I don’t want to overstate my case. I understand that no one is proposing that all human touch be marked negative. But is that becoming the new default setting? In our eagerness to right wrongs, is “potentially toxic” becoming the first thing we think of when one human being touches another? Come to think of it, a lot of default settings seem to be moving the needle to “toxic.” Masculinity is increasing portrayed as toxic in itself, invested in violence and power and subjugation; heterosexual sex is seen as vaguely toxic, and even women with straight heterosexual desire should feel a little guilty for being complicit in the heteronormative patriarchy. Such are the times, at least as they are being engineered by the theories coming out of academic identity departments.

But touch, I hate to see touch go. Whereas the push in the 60s was for a society richer in physical human contact, the push now would seem to presage a society that valorizes a decrease in physical human contact. Granted the naivete of the hippie zeitgeist had a vulnerability that could be exploited, I just worry about the pendulum swinging too far. I am uneasy about the demise of that hippie optimism about human nature and human connection. I worry that the beauty of human touch will be lost in a new age of puritanism. I worry that this new idea we have of the integrity of the isolated individual – some would say an idea that really only emerged 100 years ago with the existentialist philosophers – that this idea puts us at odds with millions of years of evolution, in which identity formed as part of a group, with constant tactile confirmation giving “wholeness” to that identity.
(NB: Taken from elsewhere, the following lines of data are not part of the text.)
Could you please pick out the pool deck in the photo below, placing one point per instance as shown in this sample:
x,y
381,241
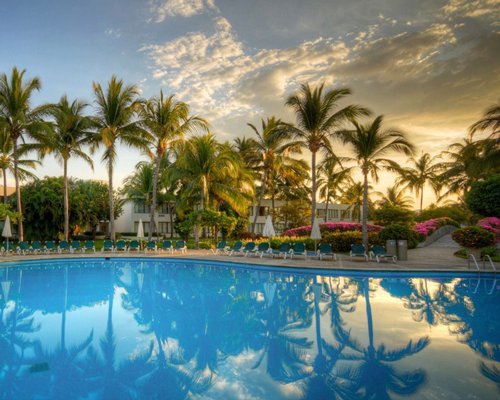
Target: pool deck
x,y
432,258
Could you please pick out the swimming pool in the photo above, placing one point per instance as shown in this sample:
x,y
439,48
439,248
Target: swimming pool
x,y
176,329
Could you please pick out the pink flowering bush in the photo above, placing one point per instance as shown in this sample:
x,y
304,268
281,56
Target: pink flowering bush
x,y
331,227
426,228
491,224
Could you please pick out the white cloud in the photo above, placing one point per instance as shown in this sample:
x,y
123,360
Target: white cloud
x,y
182,8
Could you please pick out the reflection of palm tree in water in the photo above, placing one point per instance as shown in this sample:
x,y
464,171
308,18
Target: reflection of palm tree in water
x,y
375,375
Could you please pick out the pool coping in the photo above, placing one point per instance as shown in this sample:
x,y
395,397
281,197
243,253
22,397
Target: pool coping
x,y
343,264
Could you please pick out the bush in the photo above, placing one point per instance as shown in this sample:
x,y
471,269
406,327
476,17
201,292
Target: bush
x,y
473,237
484,197
400,232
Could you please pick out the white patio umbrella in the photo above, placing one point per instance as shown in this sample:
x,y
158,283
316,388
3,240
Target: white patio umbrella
x,y
269,231
315,232
7,232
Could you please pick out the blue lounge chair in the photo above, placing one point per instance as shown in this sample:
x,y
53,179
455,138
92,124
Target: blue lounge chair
x,y
358,250
63,246
180,245
379,253
134,245
107,245
325,250
283,250
221,248
167,246
236,248
89,245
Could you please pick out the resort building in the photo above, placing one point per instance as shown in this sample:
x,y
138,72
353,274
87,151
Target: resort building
x,y
136,210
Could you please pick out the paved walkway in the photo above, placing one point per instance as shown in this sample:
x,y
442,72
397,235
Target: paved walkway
x,y
436,257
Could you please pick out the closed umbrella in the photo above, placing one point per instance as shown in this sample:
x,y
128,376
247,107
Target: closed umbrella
x,y
7,232
315,232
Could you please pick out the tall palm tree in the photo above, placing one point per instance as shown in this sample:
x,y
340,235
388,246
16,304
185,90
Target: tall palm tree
x,y
167,121
71,130
332,177
318,117
424,170
7,161
395,197
273,150
116,108
370,144
17,116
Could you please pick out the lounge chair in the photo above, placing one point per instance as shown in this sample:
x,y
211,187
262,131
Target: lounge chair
x,y
134,245
107,245
50,247
76,245
36,247
23,248
180,245
325,250
120,245
299,249
167,246
379,253
89,245
150,246
248,249
283,250
221,248
236,248
260,250
358,250
63,246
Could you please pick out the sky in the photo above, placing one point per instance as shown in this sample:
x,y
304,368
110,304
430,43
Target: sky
x,y
431,67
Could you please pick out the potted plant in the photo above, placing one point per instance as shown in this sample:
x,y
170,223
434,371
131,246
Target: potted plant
x,y
473,238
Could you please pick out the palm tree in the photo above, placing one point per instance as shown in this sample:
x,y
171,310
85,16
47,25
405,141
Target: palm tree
x,y
395,197
18,118
332,177
7,161
116,108
423,171
490,120
167,121
370,144
71,130
272,150
317,122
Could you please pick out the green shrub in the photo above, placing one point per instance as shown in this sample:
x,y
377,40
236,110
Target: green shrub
x,y
473,237
400,232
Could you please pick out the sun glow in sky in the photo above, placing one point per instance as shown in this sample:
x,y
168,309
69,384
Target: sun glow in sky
x,y
431,66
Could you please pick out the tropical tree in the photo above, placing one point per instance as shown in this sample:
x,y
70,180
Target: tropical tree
x,y
423,171
273,150
7,161
318,116
71,130
167,121
116,108
18,118
370,144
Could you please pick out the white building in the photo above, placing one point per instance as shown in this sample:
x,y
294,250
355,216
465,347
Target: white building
x,y
135,210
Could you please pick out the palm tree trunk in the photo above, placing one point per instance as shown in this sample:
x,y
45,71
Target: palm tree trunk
x,y
261,196
18,192
4,171
365,211
313,177
66,200
111,201
153,205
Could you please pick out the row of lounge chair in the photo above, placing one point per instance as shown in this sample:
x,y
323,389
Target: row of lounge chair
x,y
75,246
324,250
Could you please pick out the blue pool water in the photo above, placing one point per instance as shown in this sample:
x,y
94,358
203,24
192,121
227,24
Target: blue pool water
x,y
178,329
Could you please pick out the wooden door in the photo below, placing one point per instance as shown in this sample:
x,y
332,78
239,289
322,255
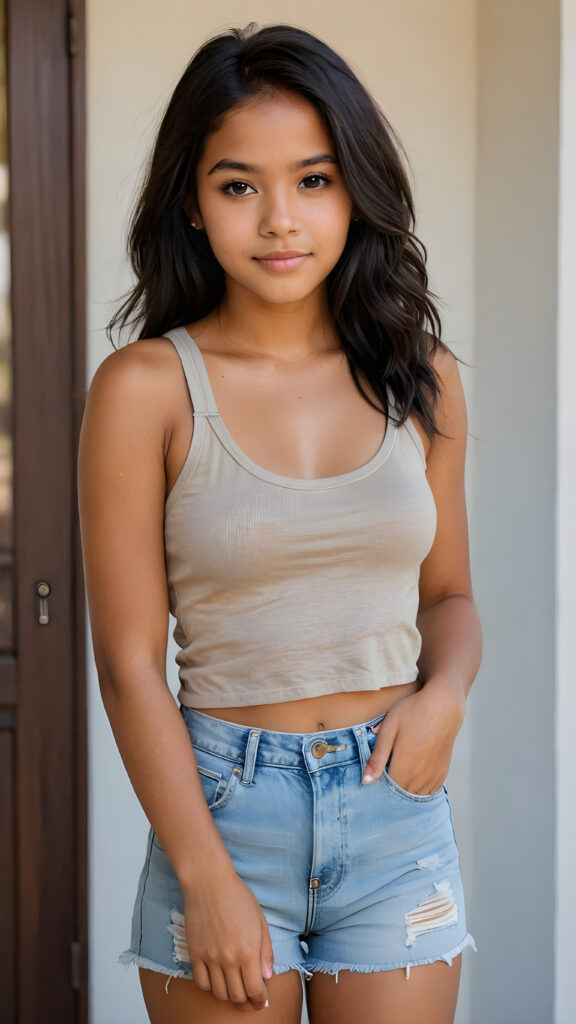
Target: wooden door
x,y
42,339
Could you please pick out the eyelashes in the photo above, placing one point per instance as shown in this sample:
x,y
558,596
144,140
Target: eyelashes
x,y
312,182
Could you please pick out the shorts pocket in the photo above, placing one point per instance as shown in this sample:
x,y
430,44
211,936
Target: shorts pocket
x,y
218,777
425,798
218,786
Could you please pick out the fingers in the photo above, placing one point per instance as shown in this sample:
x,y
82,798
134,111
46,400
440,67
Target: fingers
x,y
380,755
242,986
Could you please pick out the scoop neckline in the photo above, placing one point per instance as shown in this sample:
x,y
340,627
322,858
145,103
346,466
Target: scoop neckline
x,y
298,482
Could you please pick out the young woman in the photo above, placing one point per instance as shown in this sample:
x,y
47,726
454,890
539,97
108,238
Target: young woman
x,y
279,461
A society depleted of that tactile confirmation may indeed make individuals safer,and there is an absolute value there that gives pause to my own thesis. That value alone makes today’s anti-harassment movement potentially a great positive in our effort to “form a more perfect union.” But great positives can become negatives without moderating voices, just as the heady liberation of the French Revolution (1789) morphed into the Reign of Terror (1793). Without a Martin Luther King or a Gandhi, the passion of protest can turn unprofitably violent. And if Facebook posts are any indication, there are certainly some cultural warriors out there harboring a little of the Robespierre bloodthirst. So yes, I am all for the increased safety that might result from the anti-harassment movement, but be aware that a lack of moderation always comes with its own risks. The risk in this case is a more general fear of human contact. People may slowly become more isolated, alone, bereft of the redemptive power that has always saved us from our fragmentary, individual lives and given us a pathway to fulfillment that only comes viscerally, through abundance of human contact.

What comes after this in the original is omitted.